Началась позиционная война.
Виктор, принципиальный как старый баран, решил не сдаваться. Он поехал в «Ашан», накупил пельменей категории «Г» (тесто с запахом мяса), лапши быстрого приготовления и самых дешевых сосисок.

— Вот! — вывалил он покупки на стол. — Проживу! И без твоих поборов!

Тамара только хмыкнула и ушла в комнату кроить себе новое платье. Ткань она купила дорогую, итальянскую шерсть. На свои.

Через неделю Виктор стал похож на серого моля. Пельмени вызывали изжогу, от лапши пучило живот, а сосиски при варке разбухали и становились похожи на утопленников.
Но самое страшное было не это. Самое страшное — это быт.
Оказалось, что носки сами не прыгают в стиральную машину. Что унитаз нужно мыть, иначе он начинает пахнуть вокзалом. Что пыль имеет свойство скапливаться клубами под диваном ровно там, где Виктор прятал заначку.

Тамара жила своей жизнью. Она приходила с работы, готовила себе вкусный ужин (запах жареной отбивной сводил Виктора с ума), смотрела сериалы и разговаривала по телефону с детьми.

— Да, Ирочка, конечно. Перевела тебе денежку, купи малому комбинезон. Да, Пашка, заезжай, борща налью. Отца? Отец занят, он лодку проектирует ментально.

Виктор слушал эти разговоры, жуя сухой пряник, и злость в нем кипела, как вода в чайнике.

— Тома, у меня пуговица на брюках оторвалась! — крикнул он как-то утром перед выходом. Он подрабатывал охранником сутки-трое, и вид должен был иметь приличный.

— Нитки в шкатулке, иголка там же, — отозвалась Тамара из ванной.

— Я не умею! Я пальцы исколю! Пришей, ты же технолог!

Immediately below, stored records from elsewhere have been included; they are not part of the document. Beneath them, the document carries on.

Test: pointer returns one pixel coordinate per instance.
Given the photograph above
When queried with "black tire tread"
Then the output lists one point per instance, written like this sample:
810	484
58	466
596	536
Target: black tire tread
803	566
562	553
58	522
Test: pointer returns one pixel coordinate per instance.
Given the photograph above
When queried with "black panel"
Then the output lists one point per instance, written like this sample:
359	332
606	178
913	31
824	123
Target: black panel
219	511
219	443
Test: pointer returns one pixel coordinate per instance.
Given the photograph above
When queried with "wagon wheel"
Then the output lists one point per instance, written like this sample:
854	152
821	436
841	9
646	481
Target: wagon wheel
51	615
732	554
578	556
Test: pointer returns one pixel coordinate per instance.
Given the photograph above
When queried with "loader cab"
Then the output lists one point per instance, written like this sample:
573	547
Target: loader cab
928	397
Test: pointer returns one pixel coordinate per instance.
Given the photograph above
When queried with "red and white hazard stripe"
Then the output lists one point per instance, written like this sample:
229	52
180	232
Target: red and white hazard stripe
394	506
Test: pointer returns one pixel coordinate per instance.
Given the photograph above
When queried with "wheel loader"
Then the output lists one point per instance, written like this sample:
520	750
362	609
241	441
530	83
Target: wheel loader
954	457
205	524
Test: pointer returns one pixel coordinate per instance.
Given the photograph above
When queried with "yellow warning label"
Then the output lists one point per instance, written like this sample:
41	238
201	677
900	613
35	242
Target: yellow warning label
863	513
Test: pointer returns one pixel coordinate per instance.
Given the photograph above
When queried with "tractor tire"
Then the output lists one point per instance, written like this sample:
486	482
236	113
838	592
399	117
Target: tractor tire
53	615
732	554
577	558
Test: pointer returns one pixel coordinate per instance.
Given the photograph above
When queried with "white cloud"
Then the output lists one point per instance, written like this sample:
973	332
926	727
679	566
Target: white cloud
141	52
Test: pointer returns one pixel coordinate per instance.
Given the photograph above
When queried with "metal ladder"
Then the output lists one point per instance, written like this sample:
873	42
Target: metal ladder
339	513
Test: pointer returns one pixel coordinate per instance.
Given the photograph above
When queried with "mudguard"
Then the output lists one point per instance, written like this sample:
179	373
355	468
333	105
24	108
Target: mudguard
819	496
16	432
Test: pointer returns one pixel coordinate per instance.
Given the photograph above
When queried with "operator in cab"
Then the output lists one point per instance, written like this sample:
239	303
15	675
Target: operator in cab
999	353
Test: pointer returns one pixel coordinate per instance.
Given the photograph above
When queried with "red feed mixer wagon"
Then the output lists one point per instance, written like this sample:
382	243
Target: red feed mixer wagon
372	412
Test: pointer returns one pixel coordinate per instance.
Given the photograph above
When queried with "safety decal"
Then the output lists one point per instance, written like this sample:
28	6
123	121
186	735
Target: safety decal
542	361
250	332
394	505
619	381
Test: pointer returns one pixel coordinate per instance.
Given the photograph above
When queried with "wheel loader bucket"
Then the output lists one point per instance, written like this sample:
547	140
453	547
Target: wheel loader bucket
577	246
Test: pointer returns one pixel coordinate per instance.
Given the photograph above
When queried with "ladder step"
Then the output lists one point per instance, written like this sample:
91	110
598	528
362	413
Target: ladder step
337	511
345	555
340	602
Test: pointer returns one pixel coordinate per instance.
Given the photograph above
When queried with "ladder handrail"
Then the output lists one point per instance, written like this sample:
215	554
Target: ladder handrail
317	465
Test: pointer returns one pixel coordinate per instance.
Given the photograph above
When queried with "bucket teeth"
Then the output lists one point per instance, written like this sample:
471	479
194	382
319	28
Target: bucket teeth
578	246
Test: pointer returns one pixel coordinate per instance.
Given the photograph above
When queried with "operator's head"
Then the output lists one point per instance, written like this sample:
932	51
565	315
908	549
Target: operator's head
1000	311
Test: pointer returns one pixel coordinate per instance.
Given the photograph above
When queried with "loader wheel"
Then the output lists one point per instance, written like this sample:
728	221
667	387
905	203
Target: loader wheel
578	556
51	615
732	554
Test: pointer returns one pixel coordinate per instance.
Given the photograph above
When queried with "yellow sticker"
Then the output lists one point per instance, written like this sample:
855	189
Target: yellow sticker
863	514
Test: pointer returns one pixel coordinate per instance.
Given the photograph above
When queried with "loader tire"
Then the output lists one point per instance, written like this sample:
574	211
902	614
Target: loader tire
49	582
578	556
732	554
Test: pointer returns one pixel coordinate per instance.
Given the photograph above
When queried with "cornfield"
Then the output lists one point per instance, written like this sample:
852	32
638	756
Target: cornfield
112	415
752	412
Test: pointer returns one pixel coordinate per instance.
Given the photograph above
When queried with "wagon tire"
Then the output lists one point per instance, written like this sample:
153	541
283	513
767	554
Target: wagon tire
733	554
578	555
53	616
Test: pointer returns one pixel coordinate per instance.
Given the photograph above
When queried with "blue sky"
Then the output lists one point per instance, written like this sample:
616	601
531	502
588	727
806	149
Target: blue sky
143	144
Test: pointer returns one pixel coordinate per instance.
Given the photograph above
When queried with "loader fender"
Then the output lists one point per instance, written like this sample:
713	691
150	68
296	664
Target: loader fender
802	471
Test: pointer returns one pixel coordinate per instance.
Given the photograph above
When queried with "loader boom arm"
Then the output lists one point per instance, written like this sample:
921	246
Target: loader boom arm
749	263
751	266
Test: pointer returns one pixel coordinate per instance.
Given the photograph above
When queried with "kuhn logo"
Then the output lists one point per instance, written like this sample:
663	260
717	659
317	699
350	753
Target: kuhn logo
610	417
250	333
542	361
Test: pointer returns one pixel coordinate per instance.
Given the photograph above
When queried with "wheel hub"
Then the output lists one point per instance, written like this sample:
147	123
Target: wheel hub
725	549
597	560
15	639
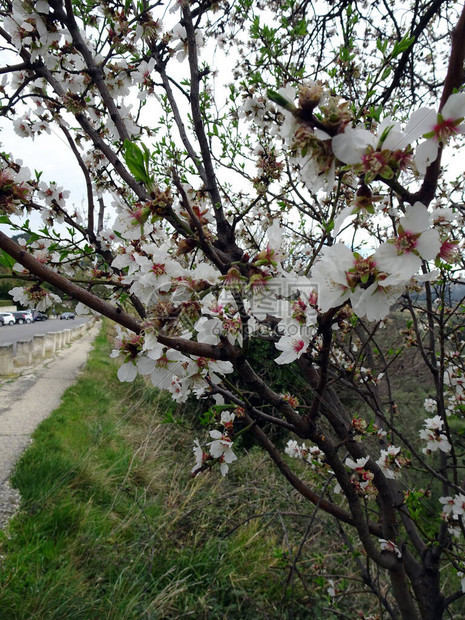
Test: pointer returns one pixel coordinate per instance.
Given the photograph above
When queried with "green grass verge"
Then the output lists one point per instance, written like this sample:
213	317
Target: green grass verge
113	526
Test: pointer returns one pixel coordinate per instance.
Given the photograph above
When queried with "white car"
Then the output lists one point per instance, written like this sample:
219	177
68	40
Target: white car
8	318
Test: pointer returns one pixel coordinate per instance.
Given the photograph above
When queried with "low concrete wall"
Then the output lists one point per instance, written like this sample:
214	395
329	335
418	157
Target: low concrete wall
40	346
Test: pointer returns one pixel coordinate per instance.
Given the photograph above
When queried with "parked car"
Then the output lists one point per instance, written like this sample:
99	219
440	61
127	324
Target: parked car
8	318
23	316
66	316
39	316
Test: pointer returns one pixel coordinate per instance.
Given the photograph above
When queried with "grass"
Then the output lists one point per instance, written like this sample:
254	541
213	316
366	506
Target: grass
112	526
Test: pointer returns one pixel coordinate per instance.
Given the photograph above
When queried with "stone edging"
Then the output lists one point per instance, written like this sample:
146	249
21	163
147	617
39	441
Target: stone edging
34	349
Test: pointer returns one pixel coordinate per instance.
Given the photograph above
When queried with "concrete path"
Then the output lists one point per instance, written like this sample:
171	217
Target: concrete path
29	399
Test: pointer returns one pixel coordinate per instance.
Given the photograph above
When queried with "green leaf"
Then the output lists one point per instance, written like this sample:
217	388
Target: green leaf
6	260
402	46
280	100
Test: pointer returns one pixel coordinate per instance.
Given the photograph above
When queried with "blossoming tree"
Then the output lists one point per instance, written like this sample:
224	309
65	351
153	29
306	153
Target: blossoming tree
268	176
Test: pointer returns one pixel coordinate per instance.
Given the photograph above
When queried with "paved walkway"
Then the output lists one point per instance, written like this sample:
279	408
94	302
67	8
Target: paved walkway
29	399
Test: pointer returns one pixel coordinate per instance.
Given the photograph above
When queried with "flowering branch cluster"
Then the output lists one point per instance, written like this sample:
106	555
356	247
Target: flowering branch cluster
263	239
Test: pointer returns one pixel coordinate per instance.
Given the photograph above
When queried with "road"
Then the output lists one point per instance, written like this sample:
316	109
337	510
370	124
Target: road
29	399
12	333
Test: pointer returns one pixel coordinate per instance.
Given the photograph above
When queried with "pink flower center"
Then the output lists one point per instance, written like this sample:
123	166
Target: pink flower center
158	269
406	242
445	129
298	345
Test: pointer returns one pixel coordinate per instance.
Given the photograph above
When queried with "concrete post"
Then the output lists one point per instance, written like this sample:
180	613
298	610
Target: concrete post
38	346
50	340
23	353
6	359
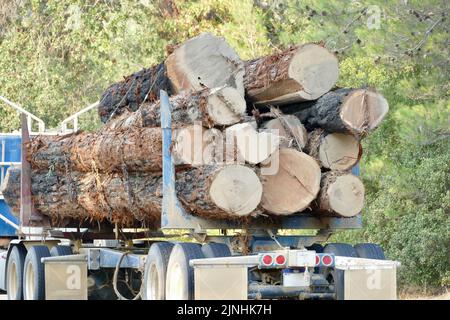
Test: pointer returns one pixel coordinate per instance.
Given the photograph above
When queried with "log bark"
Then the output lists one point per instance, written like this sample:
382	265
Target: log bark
346	111
341	194
292	185
227	192
334	151
133	149
129	94
210	107
205	61
300	73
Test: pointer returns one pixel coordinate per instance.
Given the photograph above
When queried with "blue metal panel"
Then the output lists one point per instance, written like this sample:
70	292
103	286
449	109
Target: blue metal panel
10	151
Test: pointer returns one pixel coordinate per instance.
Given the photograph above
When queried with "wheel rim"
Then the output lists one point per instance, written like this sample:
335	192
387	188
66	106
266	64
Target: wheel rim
176	287
13	278
29	282
152	285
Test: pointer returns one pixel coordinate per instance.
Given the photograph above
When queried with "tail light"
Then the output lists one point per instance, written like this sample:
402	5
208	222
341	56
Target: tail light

— Технолог, Витя, следит за процессом. А мелкий ремонт — это услуга ателье. Прейскурант на холодильнике. Пришив пуговицы — 150 рублей. Срочность — плюс 50%.

Виктор зарычал, схватил брюки и попытался пришить сам. Получилось криво, нитка торчала, как антенна, брюки перекосило. Плюнув, он пошел так. На работе мужики засмеяли: «Степаныч, ты чего, окривел? Ширинка на боку».

К февралю Виктор Степанович начал сдавать. Лодка в мечтах уже не неслась по волнам, а уныло дрейфовала где-то в тумане. Желудок болел. Носки кончились (чистые). Последней каплей стал День защитника Отечества.

23 февраля Тамара подарила ему… пену для бритья. Самую дешевую. И открытку.
— С праздником, защитник рубежей дивана.

— И всё? — спросил Виктор, глядя на баллончик. — А стол? А сто грамм?

— Стол я накрыла, — спокойно сказала Тамара. — Себе и Ирке с Костей. Они сейчас придут. А у тебя — свой бюджет. Ты же копишь.

Пришли дети. Ира принесла пирог. Костя — хорошую рыбу. Они сели на кухне, весело болтали, звенели вилками. Виктора не звали. Он сидел в зале, смотрел в темный экран выключенного телевизора и чувствовал себя бракованной деталью, которую ОТК выкинуло в корзину с отходами.

Он слышал, как звякнула рюмка. Как засмеялся внук. Как Тамара сказала: «Ешьте, ешьте, мясо свежее, на рынке брала».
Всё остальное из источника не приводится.